Keine Euphorie beim SC Freiburg nach Sieg über Mönchengladbach

Freiburg.  Christian Streich war richtig happy – nach dem Spiel war er jubelnd auf den Platz gelaufen, um seine Spieler zu herzen. Später aber konnte oder wollte der Trainer des SC Freiburg keine Euphorie aufkommen lassen. Anstatt strahlend den Sieg Revue passieren zu lassen, beantwortete der 52-Jährige die Fragen zum verblüffenden Höhenflug seines Teams mit nachdenklicher Miene und nüchternen Worten. „Wir müssen den Ball flach halten, weil wir weiterhin voll im Abstiegskampf sind“, sagte Streich, dessen Schützlinge gegen Borussia Mönchengladbach keinesfalls wie künftige Absteiger aufgetreten waren. Das 1:0 gegen den Europacup-Aspiranten verschaffte dem SC im Tabellenkeller etwas Luft, einen Abstiegsrang wird Freiburg vor dem letzten Hinrundenspieltag nicht belegen.

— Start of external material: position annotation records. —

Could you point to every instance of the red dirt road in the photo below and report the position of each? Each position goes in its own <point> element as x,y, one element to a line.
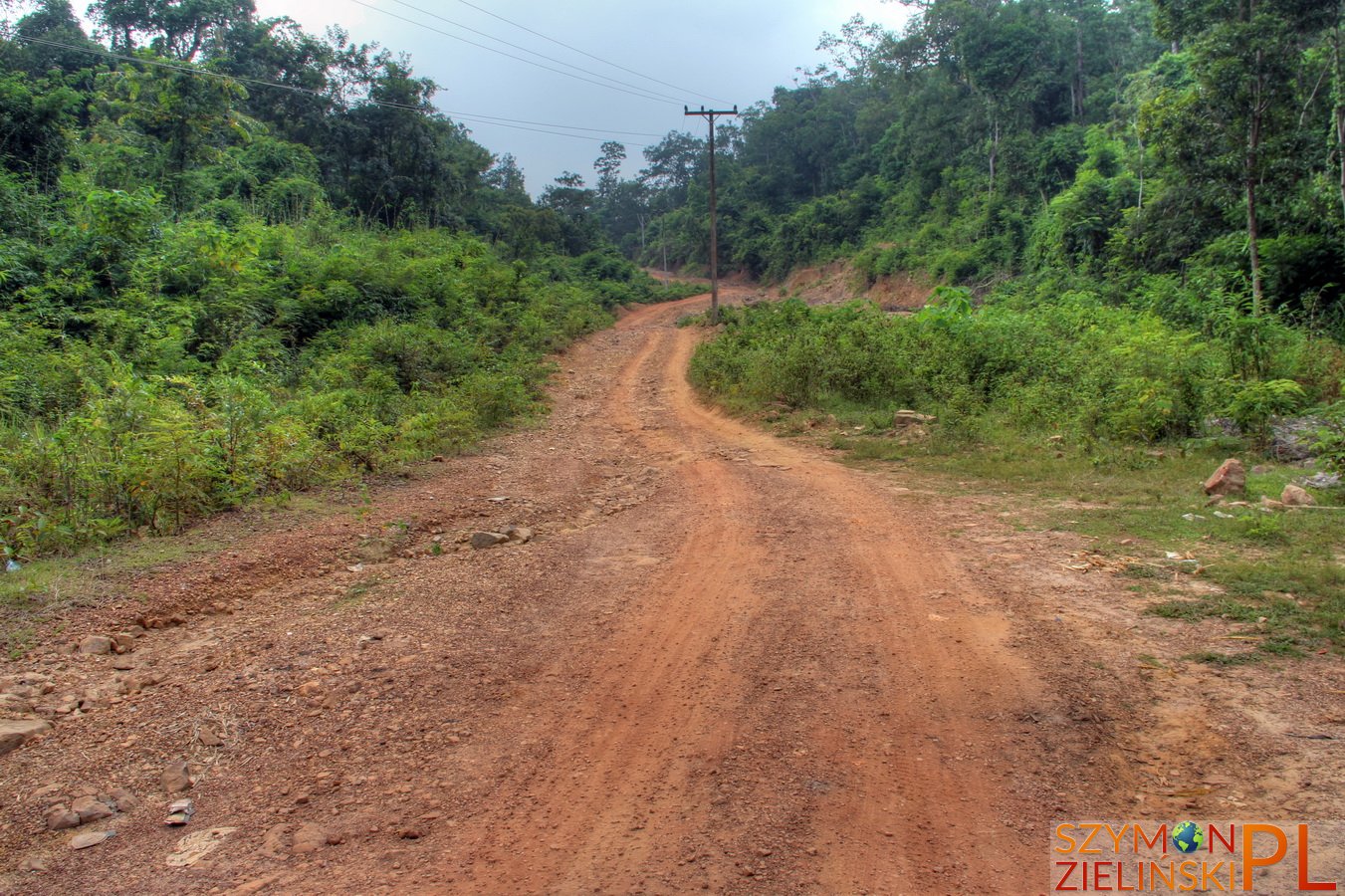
<point>725,663</point>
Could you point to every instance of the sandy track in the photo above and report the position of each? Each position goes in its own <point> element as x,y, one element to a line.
<point>725,663</point>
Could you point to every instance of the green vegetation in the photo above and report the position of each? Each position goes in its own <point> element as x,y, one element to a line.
<point>1179,155</point>
<point>213,290</point>
<point>1091,412</point>
<point>1135,211</point>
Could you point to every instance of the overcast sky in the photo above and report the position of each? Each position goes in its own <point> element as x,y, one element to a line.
<point>736,52</point>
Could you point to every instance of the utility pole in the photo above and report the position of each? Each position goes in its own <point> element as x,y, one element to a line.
<point>715,237</point>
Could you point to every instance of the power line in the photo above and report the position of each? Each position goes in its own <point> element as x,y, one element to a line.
<point>606,62</point>
<point>540,56</point>
<point>543,124</point>
<point>460,115</point>
<point>556,133</point>
<point>510,56</point>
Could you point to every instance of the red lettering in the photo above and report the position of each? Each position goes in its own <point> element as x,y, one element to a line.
<point>1302,865</point>
<point>1229,843</point>
<point>1069,869</point>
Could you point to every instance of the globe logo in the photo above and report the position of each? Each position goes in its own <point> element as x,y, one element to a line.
<point>1188,837</point>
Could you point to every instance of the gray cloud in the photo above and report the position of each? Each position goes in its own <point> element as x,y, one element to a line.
<point>735,50</point>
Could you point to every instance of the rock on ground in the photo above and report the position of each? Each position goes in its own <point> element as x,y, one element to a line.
<point>1231,478</point>
<point>15,734</point>
<point>487,539</point>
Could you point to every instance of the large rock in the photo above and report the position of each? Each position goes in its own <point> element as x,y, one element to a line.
<point>96,644</point>
<point>176,778</point>
<point>15,734</point>
<point>1295,497</point>
<point>61,818</point>
<point>91,808</point>
<point>1231,478</point>
<point>487,539</point>
<point>310,838</point>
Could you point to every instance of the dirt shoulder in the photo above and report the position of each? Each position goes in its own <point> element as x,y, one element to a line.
<point>723,662</point>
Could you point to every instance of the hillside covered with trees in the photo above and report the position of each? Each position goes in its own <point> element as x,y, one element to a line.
<point>237,260</point>
<point>1134,210</point>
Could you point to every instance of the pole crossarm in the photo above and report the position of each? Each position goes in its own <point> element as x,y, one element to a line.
<point>711,114</point>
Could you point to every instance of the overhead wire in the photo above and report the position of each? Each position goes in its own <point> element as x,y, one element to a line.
<point>459,115</point>
<point>510,56</point>
<point>606,62</point>
<point>561,62</point>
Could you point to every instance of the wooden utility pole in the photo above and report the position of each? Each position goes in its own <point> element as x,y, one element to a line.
<point>715,237</point>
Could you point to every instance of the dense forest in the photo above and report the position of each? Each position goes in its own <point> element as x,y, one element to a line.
<point>237,260</point>
<point>1134,210</point>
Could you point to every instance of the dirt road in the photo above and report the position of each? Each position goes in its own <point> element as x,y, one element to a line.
<point>724,663</point>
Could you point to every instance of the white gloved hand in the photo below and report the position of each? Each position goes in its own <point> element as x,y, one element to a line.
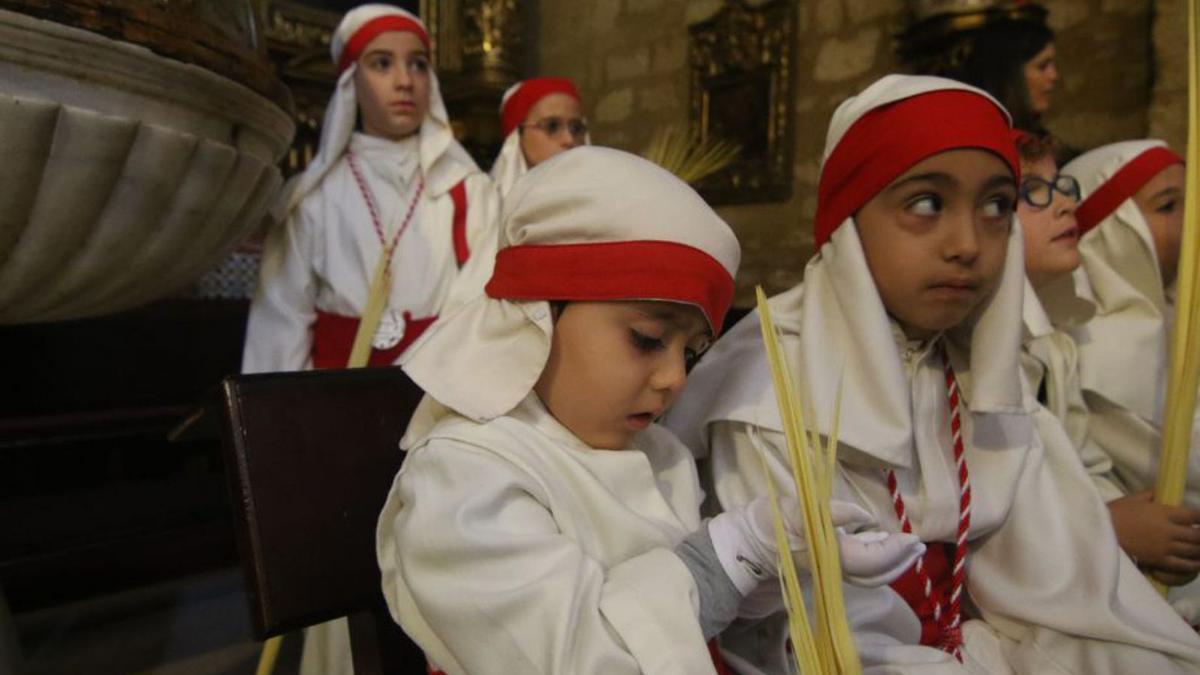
<point>875,559</point>
<point>744,539</point>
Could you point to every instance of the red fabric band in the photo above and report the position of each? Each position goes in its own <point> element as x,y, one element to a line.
<point>887,141</point>
<point>370,30</point>
<point>911,587</point>
<point>516,108</point>
<point>615,270</point>
<point>1129,179</point>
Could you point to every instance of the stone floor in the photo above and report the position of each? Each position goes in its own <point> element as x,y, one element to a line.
<point>195,626</point>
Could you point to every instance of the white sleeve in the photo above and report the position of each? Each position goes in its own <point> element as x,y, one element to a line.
<point>279,330</point>
<point>498,587</point>
<point>483,242</point>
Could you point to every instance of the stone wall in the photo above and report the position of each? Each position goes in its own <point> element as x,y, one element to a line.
<point>630,59</point>
<point>1169,95</point>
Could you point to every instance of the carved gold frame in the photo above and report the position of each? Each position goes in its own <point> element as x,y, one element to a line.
<point>741,79</point>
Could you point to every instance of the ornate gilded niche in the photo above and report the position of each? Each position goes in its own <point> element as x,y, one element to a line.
<point>297,40</point>
<point>478,51</point>
<point>741,71</point>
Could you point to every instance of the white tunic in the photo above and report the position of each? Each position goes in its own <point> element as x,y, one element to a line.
<point>323,257</point>
<point>511,547</point>
<point>1050,362</point>
<point>1049,589</point>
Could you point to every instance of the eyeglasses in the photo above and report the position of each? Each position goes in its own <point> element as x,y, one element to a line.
<point>1039,192</point>
<point>551,126</point>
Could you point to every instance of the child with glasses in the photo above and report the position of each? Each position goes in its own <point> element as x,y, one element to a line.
<point>1132,222</point>
<point>543,521</point>
<point>540,118</point>
<point>1056,302</point>
<point>907,324</point>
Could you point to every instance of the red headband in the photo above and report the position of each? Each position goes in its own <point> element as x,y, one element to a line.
<point>1129,179</point>
<point>885,142</point>
<point>516,108</point>
<point>615,270</point>
<point>370,30</point>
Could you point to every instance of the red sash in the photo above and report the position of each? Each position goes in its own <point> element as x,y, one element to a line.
<point>333,339</point>
<point>937,566</point>
<point>333,335</point>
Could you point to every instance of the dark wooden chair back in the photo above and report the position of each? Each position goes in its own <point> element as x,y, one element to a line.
<point>311,458</point>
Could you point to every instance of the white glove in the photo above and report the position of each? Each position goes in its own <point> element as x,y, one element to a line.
<point>876,559</point>
<point>744,539</point>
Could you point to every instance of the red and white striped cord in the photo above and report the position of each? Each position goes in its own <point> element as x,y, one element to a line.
<point>951,617</point>
<point>389,248</point>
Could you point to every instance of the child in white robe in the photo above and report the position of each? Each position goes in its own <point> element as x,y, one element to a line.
<point>912,306</point>
<point>1132,222</point>
<point>543,523</point>
<point>397,185</point>
<point>1056,302</point>
<point>1129,255</point>
<point>539,119</point>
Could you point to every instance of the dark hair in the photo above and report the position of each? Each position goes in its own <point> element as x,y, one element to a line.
<point>995,61</point>
<point>1035,147</point>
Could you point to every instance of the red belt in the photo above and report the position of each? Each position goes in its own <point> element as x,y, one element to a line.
<point>333,339</point>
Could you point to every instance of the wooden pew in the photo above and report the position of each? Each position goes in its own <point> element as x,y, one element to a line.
<point>311,457</point>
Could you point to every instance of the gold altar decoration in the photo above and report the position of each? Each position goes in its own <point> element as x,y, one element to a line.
<point>741,79</point>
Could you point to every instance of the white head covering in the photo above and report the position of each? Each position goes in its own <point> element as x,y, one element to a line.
<point>510,163</point>
<point>444,162</point>
<point>594,223</point>
<point>835,328</point>
<point>1123,350</point>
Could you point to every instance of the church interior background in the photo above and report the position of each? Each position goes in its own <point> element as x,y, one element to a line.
<point>115,547</point>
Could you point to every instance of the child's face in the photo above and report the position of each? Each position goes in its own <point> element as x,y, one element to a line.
<point>1162,204</point>
<point>935,239</point>
<point>393,84</point>
<point>555,113</point>
<point>613,368</point>
<point>1051,234</point>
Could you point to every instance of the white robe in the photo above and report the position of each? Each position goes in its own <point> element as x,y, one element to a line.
<point>1049,589</point>
<point>324,255</point>
<point>510,547</point>
<point>1050,362</point>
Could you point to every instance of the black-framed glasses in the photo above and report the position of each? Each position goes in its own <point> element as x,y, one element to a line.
<point>551,126</point>
<point>1039,192</point>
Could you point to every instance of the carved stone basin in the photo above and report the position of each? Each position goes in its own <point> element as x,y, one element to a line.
<point>124,174</point>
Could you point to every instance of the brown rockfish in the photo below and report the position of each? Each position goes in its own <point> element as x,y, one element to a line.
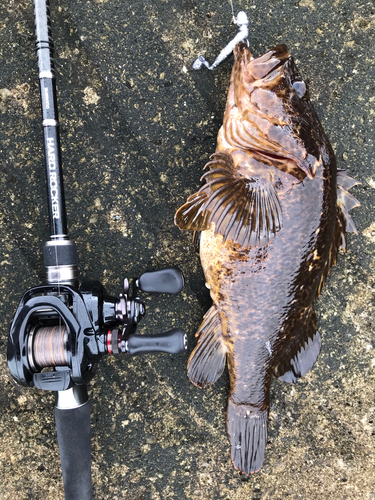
<point>273,213</point>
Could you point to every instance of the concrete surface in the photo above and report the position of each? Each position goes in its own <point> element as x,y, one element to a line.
<point>137,126</point>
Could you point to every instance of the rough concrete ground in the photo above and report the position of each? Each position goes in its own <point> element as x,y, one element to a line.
<point>137,126</point>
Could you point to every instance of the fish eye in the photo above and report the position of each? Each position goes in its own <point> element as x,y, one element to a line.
<point>300,88</point>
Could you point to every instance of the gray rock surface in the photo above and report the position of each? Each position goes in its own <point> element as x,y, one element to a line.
<point>137,126</point>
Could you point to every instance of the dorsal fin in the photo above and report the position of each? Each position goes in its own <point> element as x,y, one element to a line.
<point>344,223</point>
<point>245,209</point>
<point>303,351</point>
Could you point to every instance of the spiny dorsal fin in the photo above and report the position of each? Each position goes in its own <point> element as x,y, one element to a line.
<point>304,350</point>
<point>245,210</point>
<point>207,361</point>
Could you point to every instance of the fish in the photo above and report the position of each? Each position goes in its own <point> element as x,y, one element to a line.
<point>270,219</point>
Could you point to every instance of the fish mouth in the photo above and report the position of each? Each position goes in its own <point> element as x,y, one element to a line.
<point>270,128</point>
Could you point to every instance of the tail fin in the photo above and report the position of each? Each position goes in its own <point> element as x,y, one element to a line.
<point>247,430</point>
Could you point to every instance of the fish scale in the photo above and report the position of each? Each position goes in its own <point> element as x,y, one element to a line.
<point>272,213</point>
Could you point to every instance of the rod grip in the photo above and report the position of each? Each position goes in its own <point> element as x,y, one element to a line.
<point>74,438</point>
<point>172,342</point>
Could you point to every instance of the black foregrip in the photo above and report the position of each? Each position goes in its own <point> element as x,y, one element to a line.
<point>74,438</point>
<point>169,280</point>
<point>173,342</point>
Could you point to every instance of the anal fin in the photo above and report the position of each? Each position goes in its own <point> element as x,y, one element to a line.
<point>303,352</point>
<point>207,361</point>
<point>247,431</point>
<point>304,360</point>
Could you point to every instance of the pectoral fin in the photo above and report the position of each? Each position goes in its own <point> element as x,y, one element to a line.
<point>207,361</point>
<point>245,210</point>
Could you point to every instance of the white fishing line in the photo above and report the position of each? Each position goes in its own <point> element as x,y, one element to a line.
<point>243,23</point>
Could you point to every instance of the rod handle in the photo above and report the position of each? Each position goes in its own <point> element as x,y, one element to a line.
<point>173,342</point>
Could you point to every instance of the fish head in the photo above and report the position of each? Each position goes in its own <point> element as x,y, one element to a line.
<point>269,113</point>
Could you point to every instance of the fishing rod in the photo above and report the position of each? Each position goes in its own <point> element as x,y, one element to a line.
<point>62,329</point>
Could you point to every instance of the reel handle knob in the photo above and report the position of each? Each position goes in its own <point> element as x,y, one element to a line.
<point>174,342</point>
<point>168,280</point>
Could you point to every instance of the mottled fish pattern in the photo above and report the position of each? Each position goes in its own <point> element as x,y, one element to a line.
<point>272,215</point>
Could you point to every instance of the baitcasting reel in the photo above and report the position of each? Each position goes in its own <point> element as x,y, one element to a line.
<point>70,329</point>
<point>60,330</point>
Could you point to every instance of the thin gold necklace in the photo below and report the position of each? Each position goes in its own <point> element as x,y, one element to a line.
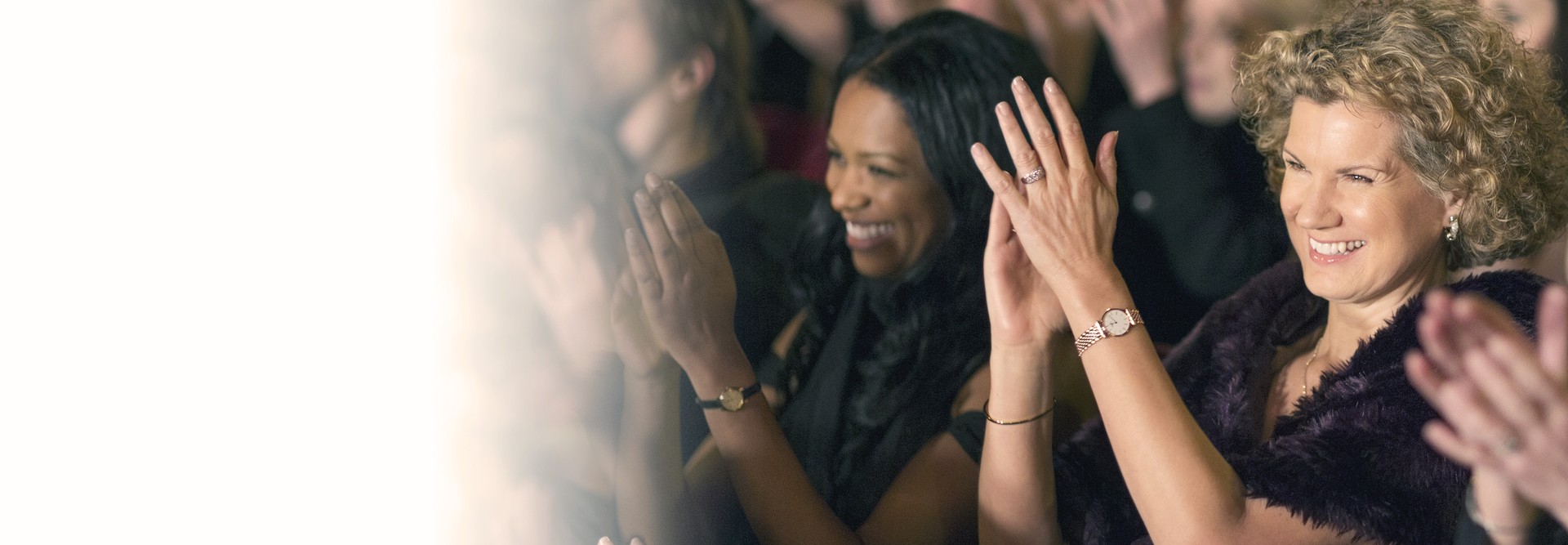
<point>1307,371</point>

Und Streich? Der ließ sich nur entlocken, dass „wir fußballerisch viel gut gemacht“ haben. Die Ruhe, die den Verein und seinen Trainer in Krisenzeiten auszeichnet, herrschte nun also auch in einer positiven Phase vor: Zehn Punkte aus den vergangenen vier Spielen sind für keinen Bundesligisten alltäglich. Es sei denn, sie kommen aus München.